His advice angered religiously conservative Egyptians, in particular the Muslim Brotherhood. Essam el-Erian, deputy leader of the Brotherhood’s Freedom and Justice Party, charged: “We welcome Turkey and we welcome Erdogan as a prominent leader, but we do not think that he or his country alone should be leading the region or drawing up its future.”
Immediately following Erdogan’s visit, the Turkish newspaper Today’s Zaman acknowledged the Brotherhood’s reaction, adding that “Erdogan’s call for a secular order comes as a blow to those who were arguing for years that Erdogan was supporting Sunni elements in the region with the ultimate aim to create Islamist states.”
However, critics have argued in recent months that – despite Erdogan’s brazen statements – his pro-Islamist party has been moving in an increasingly illiberal direction.
Writing in the Guardian late last year, London-based Turkish academic and human rights activist Ayca Cubukcu pointed to “a growing disjuncture between those who promote modern-day Turkey as a democracy and those who experience Turkey as a land of arbitrary detentions, political repression and military destruction.”
She asked why any other country in the region would want to model a state “that imprisons professors, journalists, translators, lawyers, workers, and students and treats as terrorists the members of a political party representing millions of citizens.”
At the same time, the Economist magazine observed that the “West does not seem to notice the steady deterioration in human rights in Turkey, instead extolling it as a model for the Arab spring.”
Among the signs of deterioration, it noted that hundreds of students had been arrested (and, in many cases, brutally treated) for protesting against Erdogan’s Justice and Development Party (AKP). Among other issues, the protesters advocated for the rights of Kurds to be educated in their own language.

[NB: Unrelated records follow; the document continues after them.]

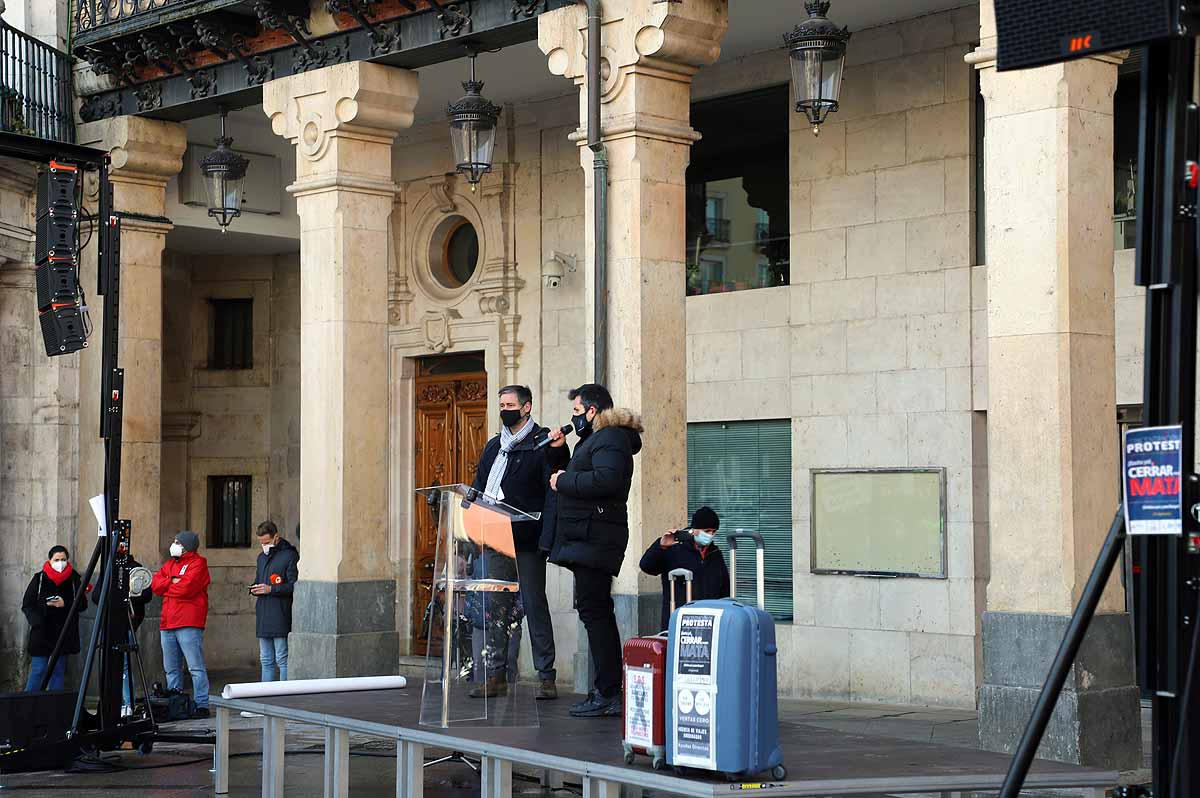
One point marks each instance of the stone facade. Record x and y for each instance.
(877, 352)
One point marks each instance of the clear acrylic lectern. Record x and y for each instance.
(474, 588)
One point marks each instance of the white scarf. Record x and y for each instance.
(508, 441)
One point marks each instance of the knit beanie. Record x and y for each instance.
(705, 519)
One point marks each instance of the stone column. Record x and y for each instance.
(1051, 419)
(652, 51)
(145, 154)
(342, 120)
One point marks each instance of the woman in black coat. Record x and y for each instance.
(47, 606)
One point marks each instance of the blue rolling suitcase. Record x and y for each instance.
(723, 707)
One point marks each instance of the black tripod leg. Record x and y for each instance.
(1062, 661)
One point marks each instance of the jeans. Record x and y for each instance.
(37, 671)
(185, 643)
(532, 574)
(593, 598)
(273, 655)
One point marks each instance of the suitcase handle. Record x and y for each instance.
(676, 574)
(760, 557)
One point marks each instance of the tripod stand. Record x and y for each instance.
(111, 643)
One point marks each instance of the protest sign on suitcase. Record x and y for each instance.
(723, 707)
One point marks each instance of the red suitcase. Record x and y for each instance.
(646, 699)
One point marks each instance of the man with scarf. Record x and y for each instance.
(513, 469)
(47, 606)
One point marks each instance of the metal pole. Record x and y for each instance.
(1062, 661)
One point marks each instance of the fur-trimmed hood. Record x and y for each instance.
(618, 417)
(624, 420)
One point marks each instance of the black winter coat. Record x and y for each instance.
(591, 521)
(46, 622)
(526, 481)
(709, 574)
(280, 569)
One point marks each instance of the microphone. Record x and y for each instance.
(567, 429)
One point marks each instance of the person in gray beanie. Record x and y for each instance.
(183, 582)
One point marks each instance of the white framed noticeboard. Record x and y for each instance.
(694, 682)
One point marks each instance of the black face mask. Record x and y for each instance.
(581, 424)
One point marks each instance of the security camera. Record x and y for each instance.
(555, 269)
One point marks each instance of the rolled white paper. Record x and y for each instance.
(309, 687)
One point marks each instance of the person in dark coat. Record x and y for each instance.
(592, 529)
(275, 579)
(47, 607)
(515, 471)
(695, 552)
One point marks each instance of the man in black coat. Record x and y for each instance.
(592, 529)
(695, 552)
(275, 579)
(515, 471)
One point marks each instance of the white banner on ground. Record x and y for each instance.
(309, 687)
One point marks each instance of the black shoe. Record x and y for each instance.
(586, 702)
(600, 707)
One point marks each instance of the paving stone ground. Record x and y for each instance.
(175, 771)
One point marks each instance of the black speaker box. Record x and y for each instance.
(1035, 33)
(57, 282)
(34, 731)
(57, 186)
(63, 330)
(54, 235)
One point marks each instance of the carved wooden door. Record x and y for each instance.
(450, 433)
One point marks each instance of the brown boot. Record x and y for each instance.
(493, 688)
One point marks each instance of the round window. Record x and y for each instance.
(460, 255)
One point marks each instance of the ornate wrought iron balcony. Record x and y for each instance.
(35, 88)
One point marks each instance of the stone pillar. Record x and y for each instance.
(342, 120)
(145, 154)
(1051, 419)
(652, 51)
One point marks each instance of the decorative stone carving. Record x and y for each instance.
(442, 189)
(455, 18)
(667, 37)
(355, 100)
(436, 328)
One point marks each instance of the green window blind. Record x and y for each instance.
(743, 469)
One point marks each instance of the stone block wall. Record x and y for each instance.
(39, 429)
(873, 351)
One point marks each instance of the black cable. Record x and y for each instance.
(1186, 699)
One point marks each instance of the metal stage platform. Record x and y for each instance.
(820, 761)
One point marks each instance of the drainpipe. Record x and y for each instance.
(600, 195)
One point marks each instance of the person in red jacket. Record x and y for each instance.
(183, 582)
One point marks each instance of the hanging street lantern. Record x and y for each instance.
(225, 172)
(473, 130)
(817, 51)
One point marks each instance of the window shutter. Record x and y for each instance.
(743, 469)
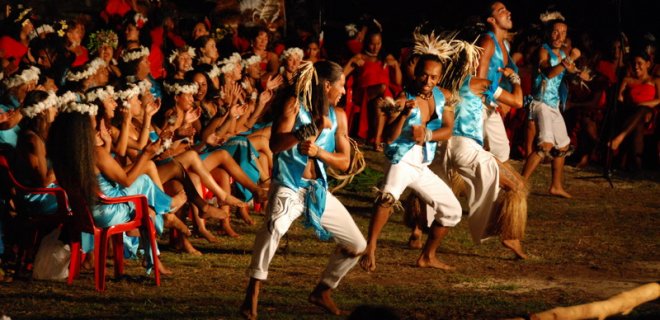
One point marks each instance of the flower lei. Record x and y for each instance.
(91, 69)
(135, 55)
(29, 74)
(34, 110)
(90, 109)
(103, 38)
(250, 61)
(130, 92)
(214, 73)
(68, 97)
(230, 63)
(176, 52)
(176, 89)
(145, 86)
(100, 94)
(297, 52)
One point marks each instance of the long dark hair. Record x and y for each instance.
(70, 147)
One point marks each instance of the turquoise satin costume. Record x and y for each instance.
(288, 167)
(469, 114)
(497, 62)
(397, 149)
(546, 89)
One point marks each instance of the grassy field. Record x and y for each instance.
(601, 242)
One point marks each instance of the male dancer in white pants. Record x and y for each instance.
(494, 59)
(299, 186)
(412, 137)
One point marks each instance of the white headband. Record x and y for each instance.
(90, 70)
(29, 74)
(100, 94)
(176, 52)
(34, 110)
(292, 52)
(67, 97)
(83, 108)
(124, 95)
(214, 73)
(135, 55)
(230, 63)
(252, 60)
(177, 89)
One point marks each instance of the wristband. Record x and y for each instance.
(429, 135)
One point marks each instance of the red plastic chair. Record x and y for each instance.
(34, 224)
(103, 235)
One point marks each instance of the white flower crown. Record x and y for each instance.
(176, 89)
(79, 107)
(145, 85)
(29, 74)
(214, 73)
(124, 95)
(250, 61)
(230, 63)
(34, 110)
(292, 52)
(68, 97)
(90, 70)
(135, 55)
(176, 52)
(100, 94)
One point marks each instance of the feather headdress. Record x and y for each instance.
(460, 58)
(305, 79)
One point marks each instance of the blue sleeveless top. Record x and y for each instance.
(289, 165)
(469, 114)
(397, 149)
(546, 89)
(497, 62)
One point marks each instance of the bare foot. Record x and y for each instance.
(415, 240)
(213, 212)
(560, 192)
(206, 234)
(433, 262)
(368, 261)
(321, 297)
(516, 247)
(162, 269)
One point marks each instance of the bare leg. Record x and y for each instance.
(415, 240)
(378, 221)
(321, 296)
(249, 306)
(428, 257)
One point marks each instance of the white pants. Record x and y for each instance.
(285, 206)
(481, 174)
(411, 172)
(495, 139)
(551, 125)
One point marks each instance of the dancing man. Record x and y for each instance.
(500, 94)
(423, 118)
(553, 140)
(299, 187)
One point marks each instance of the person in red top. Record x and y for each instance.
(376, 77)
(640, 93)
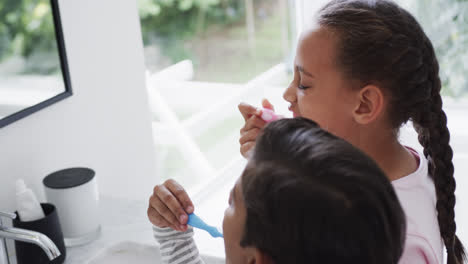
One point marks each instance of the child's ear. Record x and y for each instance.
(369, 106)
(255, 256)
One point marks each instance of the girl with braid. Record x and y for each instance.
(362, 71)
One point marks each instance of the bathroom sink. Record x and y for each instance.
(131, 252)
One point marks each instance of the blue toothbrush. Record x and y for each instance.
(197, 222)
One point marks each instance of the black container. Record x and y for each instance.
(27, 253)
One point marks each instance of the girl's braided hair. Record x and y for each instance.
(381, 43)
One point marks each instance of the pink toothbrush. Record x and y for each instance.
(269, 115)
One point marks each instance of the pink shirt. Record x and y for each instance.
(417, 196)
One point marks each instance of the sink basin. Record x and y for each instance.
(136, 253)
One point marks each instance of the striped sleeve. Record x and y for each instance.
(177, 247)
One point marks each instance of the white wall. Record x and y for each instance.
(105, 125)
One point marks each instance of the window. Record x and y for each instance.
(203, 58)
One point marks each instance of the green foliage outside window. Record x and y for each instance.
(26, 29)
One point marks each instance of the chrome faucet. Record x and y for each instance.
(28, 236)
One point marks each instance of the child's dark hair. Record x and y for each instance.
(381, 43)
(312, 197)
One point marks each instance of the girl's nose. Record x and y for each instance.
(290, 93)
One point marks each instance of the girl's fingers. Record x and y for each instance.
(168, 205)
(250, 135)
(181, 195)
(267, 104)
(247, 110)
(165, 213)
(246, 149)
(155, 218)
(253, 122)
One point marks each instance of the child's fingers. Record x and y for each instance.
(250, 135)
(253, 122)
(179, 192)
(174, 213)
(246, 149)
(267, 104)
(247, 110)
(165, 214)
(156, 218)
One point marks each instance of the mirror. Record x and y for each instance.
(33, 66)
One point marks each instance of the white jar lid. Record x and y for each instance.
(68, 178)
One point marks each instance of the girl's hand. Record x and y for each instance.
(253, 125)
(169, 206)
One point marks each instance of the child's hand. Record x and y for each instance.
(169, 206)
(253, 125)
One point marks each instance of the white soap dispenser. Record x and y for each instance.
(29, 209)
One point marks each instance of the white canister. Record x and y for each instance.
(74, 193)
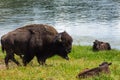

Sadly, the plight of the Kurdish minority is a massive but largely neglected subject in its own right.
As to illiberal moves under the AKP, consider also the following, just a small part of a growing list:
• The Jan. 2 New York Times reported: “There are now 97 members of the news media in jail in Turkey, including journalists, publishers and distributors, according to the Turkish Journalists’ Union, a figure that rights groups say exceeds the number detained in China.”
• More recently, the June 2 Times reported from Istanbul that a Turkish court “charged Fazil Say, a classical and jazz pianist with an international career, with insulting Islamic values in Twitter messages, the latest in a series of legal actions against Turkish artists, writers and intellectuals for statements they have made about religion and Turkish national identity.”
• On June 4, the Globe and Mail carried an AP story about the anger among many females at what they consider to be Erdogan’s retrogressive attitude on women’s issues. This includes his view that abortions (which he wants to greatly restrict) and elective caesarean sections are nothing other than “secret plots” against Turkish growth.
What explains the West’s avoidance of Turkey’s assault on the rule of law? The Economist quoted a European ambassador in Ankara: “Europe is too mired in its own problems and America needs Turkey for regional security” – including its role as a bulwark against Iran’s influence.
In short, self-absorption rules on one side of the Atlantic, and expediency on the other.
Paul Michaels is director of research and media relations for the Centre for Israel and Jewish Affairs.